All About Beer Magazine - Volume 38, Issue 4
May 23, 2018 By
(Photo by Daniel Hartis)

Every worthwhile human endeavor has a genre of written criticism attached to it: music, theater and film, sports, painting and sculpture, dance, certainly food, and writing itself. Why do we want to write about these things, and why do people eagerly read about them? Why do we write about beer? Why do you read about it?

The cynic might respond, “You write about beer because they pay you to,” but it’s a rare beer writer of any merit who doesn’t also write for free, whether blogging, writing comments on Facebook or Twitter, or dropping remarks on other beer websites. (Now doesn’t that bring up a timely thing: If you’ve been doing free beer reviewing for, who owns that writing? You, or RateBeer, or Anheuser-Busch InBev?)

There are reasons as varied as people, of course, but generally it’s to put the work in context. A good critic has dug deep into the history and setting of the field and can identify ground that’s been plowed before and know if this is a new riff or simply a restating of the old. She can point to earlier or contemporaneous examples, identify roots and influences that may be of interest as well, and explain why it is that this particular bit of craft represents a wholly new departure. He can compare it with beers from much older breweries, explaining why it stands up well or falls short of glory.

The critic can also burnish the art with details, giving the reader more information that has been carefully, accurately gathered and arranged. What kind of paint was used and how was it applied? What college did the player attend, who coached him, and what promise did he show? What part does the Burton Union fermentation play in the actual character of the beer on the palate?

The critic can connect the reader to the artist and make that part of the process meaningful, important. Where did the choreographer learn to dance, and what identifies his style? Did the musician study under a famous teacher, or is she self-taught? Where did the brewer work before; do the signature beers from those places inform his brewing today, or has he made a clean break to do something else he’d always wanted to do?

Sometimes, of course, we write about beer just to fill in the blanks. Why are wheat beers made with wheat, what does it add? How does the mash work, what’s going on? And yes, how does a centrifuge make for hoppier flavor concentration?

But a writer needs an audience, however small, so why the hell do you read it? Why are there magazines like this one, devoted to beer, with regular readers who just have to know this stuff?

The answer’s pretty simple: You’re fans. You care. Maybe to an outsider you care too much, but that’s the way of the enthusiast’s world.

It reminds me of a Twitter discussion I had recently, related to the very divisive issue of bought-out brewers. It was in the wake of Wicked Weed Brewing’s sale to AB InBev, when everyone was making sure everyone else knew they would never be drinking Wicked Weed again. I suggested that the quality of the beer should be considered (as apparently a lot of people are doing with Bourbon County Brand Stout) and was told this: “It boils down to this: you either care, or you don’t. I sense you don’t, and that’s OK.”

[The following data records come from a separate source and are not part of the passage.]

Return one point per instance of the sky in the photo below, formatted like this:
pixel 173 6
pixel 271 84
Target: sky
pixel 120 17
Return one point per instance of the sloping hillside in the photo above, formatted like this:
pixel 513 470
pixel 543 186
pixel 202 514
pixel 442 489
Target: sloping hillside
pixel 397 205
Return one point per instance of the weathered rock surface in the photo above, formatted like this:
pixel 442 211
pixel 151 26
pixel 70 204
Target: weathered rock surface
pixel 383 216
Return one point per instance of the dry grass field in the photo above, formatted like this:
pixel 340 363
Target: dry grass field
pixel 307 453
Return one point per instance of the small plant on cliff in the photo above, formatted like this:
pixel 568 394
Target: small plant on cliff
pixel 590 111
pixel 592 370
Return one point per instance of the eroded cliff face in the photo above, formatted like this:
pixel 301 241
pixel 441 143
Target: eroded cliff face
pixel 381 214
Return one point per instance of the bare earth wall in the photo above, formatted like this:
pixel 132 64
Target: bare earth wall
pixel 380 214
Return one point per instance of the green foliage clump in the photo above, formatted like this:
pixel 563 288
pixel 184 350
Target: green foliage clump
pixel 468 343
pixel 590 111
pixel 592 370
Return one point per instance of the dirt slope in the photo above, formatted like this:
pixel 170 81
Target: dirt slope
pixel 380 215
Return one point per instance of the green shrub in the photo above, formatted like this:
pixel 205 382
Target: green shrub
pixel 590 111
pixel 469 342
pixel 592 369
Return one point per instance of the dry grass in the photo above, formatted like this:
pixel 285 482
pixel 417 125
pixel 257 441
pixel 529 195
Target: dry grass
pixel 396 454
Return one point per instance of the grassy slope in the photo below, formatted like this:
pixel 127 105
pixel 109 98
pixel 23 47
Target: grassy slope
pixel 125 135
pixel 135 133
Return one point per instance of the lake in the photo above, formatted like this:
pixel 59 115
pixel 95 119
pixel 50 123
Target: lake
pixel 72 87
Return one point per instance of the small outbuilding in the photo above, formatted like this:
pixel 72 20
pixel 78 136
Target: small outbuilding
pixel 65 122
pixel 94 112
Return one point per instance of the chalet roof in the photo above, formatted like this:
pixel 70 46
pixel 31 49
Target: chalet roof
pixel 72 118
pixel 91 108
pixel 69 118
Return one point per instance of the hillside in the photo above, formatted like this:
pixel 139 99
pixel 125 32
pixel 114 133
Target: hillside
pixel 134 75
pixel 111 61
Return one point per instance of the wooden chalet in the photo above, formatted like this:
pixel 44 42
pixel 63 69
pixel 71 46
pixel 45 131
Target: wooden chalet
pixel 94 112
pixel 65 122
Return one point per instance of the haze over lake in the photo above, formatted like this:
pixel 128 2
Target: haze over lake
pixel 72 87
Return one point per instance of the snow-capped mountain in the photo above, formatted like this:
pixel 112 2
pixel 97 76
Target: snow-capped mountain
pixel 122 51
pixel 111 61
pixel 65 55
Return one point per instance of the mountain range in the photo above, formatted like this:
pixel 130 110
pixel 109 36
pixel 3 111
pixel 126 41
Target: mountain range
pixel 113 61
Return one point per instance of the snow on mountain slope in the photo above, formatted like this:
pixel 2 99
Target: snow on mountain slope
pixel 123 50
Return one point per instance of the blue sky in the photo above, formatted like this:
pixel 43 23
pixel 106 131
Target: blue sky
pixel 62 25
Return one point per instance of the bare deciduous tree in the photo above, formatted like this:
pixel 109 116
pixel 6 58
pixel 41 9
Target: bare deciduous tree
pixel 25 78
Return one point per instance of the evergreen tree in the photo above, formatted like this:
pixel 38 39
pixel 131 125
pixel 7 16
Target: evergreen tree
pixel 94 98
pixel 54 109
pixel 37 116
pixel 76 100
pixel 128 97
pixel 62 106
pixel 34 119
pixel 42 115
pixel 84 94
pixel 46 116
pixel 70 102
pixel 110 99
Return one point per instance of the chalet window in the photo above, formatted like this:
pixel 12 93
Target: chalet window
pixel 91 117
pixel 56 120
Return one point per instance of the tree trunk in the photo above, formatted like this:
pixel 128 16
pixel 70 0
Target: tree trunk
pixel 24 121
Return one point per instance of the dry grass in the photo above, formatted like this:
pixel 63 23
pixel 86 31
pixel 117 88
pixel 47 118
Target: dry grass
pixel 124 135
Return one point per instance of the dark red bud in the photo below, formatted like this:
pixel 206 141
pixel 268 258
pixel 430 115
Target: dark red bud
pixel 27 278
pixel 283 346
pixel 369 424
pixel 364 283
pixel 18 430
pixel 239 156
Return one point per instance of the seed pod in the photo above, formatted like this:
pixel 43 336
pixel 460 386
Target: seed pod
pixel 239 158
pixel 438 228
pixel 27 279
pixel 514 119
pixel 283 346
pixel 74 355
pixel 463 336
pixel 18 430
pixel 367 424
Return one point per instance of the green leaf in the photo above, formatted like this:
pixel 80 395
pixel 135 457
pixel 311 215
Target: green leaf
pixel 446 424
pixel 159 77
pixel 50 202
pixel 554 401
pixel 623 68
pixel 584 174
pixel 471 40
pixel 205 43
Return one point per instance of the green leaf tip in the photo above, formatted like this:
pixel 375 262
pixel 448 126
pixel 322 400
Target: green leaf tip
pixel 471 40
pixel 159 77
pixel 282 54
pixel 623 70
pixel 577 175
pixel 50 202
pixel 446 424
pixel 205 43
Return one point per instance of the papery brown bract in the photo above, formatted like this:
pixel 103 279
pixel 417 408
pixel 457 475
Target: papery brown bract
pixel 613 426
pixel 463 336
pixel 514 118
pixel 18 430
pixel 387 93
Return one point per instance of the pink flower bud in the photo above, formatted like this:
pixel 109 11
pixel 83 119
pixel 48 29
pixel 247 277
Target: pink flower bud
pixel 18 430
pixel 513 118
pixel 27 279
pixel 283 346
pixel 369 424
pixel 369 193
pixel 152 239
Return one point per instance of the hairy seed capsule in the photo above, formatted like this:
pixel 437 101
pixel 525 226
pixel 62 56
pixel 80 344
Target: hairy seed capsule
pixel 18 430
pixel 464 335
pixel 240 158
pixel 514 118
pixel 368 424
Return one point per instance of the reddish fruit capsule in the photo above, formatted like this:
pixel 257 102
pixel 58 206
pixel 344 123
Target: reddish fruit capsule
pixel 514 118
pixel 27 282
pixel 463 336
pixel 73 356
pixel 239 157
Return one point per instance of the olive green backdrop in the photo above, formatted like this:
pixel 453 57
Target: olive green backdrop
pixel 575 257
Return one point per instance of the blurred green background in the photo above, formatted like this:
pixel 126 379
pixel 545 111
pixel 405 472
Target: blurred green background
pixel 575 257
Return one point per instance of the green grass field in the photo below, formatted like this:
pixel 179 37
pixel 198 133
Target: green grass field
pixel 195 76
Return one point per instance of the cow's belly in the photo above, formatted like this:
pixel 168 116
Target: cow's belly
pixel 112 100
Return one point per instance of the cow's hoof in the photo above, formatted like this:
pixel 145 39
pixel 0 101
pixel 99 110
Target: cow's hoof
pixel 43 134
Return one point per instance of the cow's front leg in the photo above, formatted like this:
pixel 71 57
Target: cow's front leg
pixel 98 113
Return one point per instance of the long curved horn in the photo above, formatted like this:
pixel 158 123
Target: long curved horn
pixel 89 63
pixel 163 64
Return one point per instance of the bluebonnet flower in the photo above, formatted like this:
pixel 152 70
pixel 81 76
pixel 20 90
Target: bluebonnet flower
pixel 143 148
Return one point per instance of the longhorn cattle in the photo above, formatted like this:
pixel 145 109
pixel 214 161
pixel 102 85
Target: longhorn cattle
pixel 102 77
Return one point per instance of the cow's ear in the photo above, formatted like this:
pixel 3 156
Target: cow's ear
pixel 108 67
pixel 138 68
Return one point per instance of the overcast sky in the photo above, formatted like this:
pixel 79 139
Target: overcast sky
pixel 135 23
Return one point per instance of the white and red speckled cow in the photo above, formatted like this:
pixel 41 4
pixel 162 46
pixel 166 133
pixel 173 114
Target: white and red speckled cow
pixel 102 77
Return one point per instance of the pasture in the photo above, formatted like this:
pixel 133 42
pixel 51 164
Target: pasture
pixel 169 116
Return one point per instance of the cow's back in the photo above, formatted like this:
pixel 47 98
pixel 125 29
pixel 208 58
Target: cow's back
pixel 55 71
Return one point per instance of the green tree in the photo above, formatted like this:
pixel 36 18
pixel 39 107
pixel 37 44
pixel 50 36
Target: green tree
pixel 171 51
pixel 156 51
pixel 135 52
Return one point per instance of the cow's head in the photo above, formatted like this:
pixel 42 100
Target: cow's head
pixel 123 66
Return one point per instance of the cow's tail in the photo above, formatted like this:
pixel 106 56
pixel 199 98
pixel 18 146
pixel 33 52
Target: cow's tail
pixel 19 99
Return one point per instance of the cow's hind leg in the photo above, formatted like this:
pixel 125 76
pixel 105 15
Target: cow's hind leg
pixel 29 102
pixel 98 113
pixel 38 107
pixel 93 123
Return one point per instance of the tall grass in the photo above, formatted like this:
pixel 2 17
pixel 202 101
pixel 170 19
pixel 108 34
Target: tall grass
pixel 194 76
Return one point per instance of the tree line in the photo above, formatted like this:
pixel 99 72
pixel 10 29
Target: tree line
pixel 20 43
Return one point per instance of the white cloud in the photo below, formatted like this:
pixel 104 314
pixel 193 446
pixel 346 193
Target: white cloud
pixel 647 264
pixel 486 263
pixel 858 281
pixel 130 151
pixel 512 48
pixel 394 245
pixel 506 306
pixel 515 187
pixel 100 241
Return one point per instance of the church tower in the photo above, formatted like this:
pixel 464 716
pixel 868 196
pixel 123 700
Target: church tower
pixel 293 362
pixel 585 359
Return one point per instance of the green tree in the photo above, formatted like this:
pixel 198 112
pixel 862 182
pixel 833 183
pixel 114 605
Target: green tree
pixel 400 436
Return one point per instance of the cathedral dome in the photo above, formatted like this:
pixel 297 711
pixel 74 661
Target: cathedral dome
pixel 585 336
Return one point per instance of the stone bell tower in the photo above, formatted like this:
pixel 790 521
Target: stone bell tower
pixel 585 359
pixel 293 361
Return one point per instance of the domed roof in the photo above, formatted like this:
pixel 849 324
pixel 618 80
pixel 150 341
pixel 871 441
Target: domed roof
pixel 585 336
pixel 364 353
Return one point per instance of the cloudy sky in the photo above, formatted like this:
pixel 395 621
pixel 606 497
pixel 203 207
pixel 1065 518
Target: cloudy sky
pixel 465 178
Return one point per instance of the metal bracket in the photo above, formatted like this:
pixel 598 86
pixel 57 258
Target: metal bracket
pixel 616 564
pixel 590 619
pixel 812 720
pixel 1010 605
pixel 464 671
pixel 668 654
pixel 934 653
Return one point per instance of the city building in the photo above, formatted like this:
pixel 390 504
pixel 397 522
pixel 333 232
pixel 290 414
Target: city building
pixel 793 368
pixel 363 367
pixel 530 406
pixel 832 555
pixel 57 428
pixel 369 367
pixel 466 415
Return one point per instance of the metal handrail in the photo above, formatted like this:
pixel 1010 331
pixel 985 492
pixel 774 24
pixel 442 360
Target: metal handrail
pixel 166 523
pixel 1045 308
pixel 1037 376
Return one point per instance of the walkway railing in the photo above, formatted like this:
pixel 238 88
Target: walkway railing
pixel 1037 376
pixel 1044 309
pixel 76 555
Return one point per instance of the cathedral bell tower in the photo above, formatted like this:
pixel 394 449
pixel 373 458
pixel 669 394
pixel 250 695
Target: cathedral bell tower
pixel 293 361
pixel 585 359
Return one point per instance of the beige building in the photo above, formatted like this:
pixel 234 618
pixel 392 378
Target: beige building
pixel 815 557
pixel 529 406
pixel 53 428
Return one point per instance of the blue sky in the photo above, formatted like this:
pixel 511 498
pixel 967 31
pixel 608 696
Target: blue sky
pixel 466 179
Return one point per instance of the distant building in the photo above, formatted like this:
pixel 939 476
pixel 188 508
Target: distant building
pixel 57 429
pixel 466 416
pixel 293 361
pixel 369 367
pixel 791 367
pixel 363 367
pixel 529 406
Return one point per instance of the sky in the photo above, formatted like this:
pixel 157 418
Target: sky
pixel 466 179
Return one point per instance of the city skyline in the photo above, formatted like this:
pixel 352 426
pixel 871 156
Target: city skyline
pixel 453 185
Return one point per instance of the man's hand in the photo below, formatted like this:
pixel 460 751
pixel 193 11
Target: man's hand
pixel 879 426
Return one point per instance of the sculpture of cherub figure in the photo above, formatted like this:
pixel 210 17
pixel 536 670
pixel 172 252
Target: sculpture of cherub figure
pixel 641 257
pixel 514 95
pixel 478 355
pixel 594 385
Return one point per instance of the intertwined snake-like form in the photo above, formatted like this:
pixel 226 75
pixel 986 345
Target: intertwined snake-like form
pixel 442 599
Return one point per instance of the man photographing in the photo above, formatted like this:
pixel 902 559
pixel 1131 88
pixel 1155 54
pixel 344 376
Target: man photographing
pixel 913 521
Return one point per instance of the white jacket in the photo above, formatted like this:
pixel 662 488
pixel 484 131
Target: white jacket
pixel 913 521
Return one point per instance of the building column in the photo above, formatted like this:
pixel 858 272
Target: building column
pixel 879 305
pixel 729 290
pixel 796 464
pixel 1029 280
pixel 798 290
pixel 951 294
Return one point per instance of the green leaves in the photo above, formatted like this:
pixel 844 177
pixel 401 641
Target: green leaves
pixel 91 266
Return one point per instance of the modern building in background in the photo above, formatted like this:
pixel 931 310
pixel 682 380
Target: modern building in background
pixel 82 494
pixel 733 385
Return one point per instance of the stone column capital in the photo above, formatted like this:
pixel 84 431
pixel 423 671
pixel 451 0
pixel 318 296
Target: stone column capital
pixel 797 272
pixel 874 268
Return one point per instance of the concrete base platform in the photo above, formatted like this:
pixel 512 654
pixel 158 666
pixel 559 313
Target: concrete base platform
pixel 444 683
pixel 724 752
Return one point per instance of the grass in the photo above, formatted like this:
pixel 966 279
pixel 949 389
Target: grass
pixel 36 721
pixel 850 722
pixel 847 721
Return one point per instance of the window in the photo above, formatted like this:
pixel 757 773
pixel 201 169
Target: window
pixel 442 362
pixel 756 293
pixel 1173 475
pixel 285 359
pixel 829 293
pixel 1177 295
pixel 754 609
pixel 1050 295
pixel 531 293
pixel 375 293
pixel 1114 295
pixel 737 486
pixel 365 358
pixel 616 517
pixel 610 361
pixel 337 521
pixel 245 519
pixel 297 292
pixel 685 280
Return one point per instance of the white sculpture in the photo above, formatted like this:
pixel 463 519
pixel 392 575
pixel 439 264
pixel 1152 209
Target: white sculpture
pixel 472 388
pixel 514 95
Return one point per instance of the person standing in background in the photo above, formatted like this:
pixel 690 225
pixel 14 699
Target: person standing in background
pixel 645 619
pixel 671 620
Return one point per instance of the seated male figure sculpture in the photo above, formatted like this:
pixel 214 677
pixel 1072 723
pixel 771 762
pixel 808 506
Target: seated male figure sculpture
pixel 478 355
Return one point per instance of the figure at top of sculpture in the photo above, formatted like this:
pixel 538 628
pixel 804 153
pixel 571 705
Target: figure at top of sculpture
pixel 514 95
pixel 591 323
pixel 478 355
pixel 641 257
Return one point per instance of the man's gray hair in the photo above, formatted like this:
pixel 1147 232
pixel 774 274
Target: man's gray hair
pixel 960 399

I responded that I cared about who made the beer, but I cared more about the beer. (That, by the way, is another reason I write about beer: because I like thinking about this stuff, and I like stirring up discussion about it.)

The response I got popped my eyes: “That’s like saying, ‘I don’t care about the slave labor used, I just care about the diamonds.’ It either matters or it doesn’t.”

The analogy is over the top–beer ain’t diamonds, and there’s no slaving going on!–but the passion is spit-talking clear. This guy reads about beer, and writes about beer, and cares about beer. People like that are one of the main reasons I write.

Because beer may not be diamonds, but it is beer. Just to put that in perspective: Beer was around for thousands of years before cut diamonds, and world beer production in 2016 was worth almost 50 times world diamond production. Put a ring on that, baby.

We care about it. I care enough that I abandoned a steady job to spend hours a week writing about it. You’ll read that, and more, and talk about it, and hunt it down.

That’s about all the answer I need for that question. As the late publican and American beer hero Don Younger used to say: “It’s not about the beer. It’s about the beer!”